There's a few websites out there that seem to hold all the information for families which I'll put here for anyone who's curious--and so I have a convenient place to keep a list of them.
The Cute Syndrome Foundation-The SCN8A mutation has been deemed "The Cute Syndrome" because all of the kids affected are just so cute, haha. So I guess that's what we'll start calling Bennett's epilepsy. That seems to fit him, right? ;)
University of Arizona SCN8A Research-The main geneticist gathering and analyzing data is Dr. Hammer who is at the U of A. His own daughter had an SCN8A mutation (he was the first one to ever find it) and passed away from it a few years ago. He has committed to furthering the research and resources spent on finding good treatment options for other kids suffering from Cute Syndrome. It's actually pretty incredible what he's accomplished in a few short years. He has a registry of every documented case (that he can find or who finds him) and I think it's up to around 100 now! He collaborates with parents to collect the information we want to know--things like which meds make things worse for our kids, which seem to be the most effective, other comorbid disabilities or diagnoses, seizure types, mortality rates, developmental delays and milestones hit and missed, etc. He's also part of the parent support group on Facebook so he can answer questions directly for us.

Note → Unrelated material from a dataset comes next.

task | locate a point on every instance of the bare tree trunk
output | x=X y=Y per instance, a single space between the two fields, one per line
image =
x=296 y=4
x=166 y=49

Wishes for Elliot-There are a handful of websites, Facebook pages, and blogs out there following individual kids' experiences with Cute Syndrome. This was maybe not a great place for me to start looking for details because a lot of these kids are on the severe end of the spectrum and are completely dependent on others for feeding, walking, communicating, etc. along with continuing to have dangerous long seizures that land them in the hospital regularly. But I was so grateful to just find ANYONE who had ANY information about SCN8A that I couldn't stop reading their stories. These kids and families are true fighters, and it's pretty inspiring to read about their roller coaster ride that is Cute Syndrome and continue to feel their hope and strength through it all--even though it's painful to acknowledge that there's a possibility we could be embarking on the same journey.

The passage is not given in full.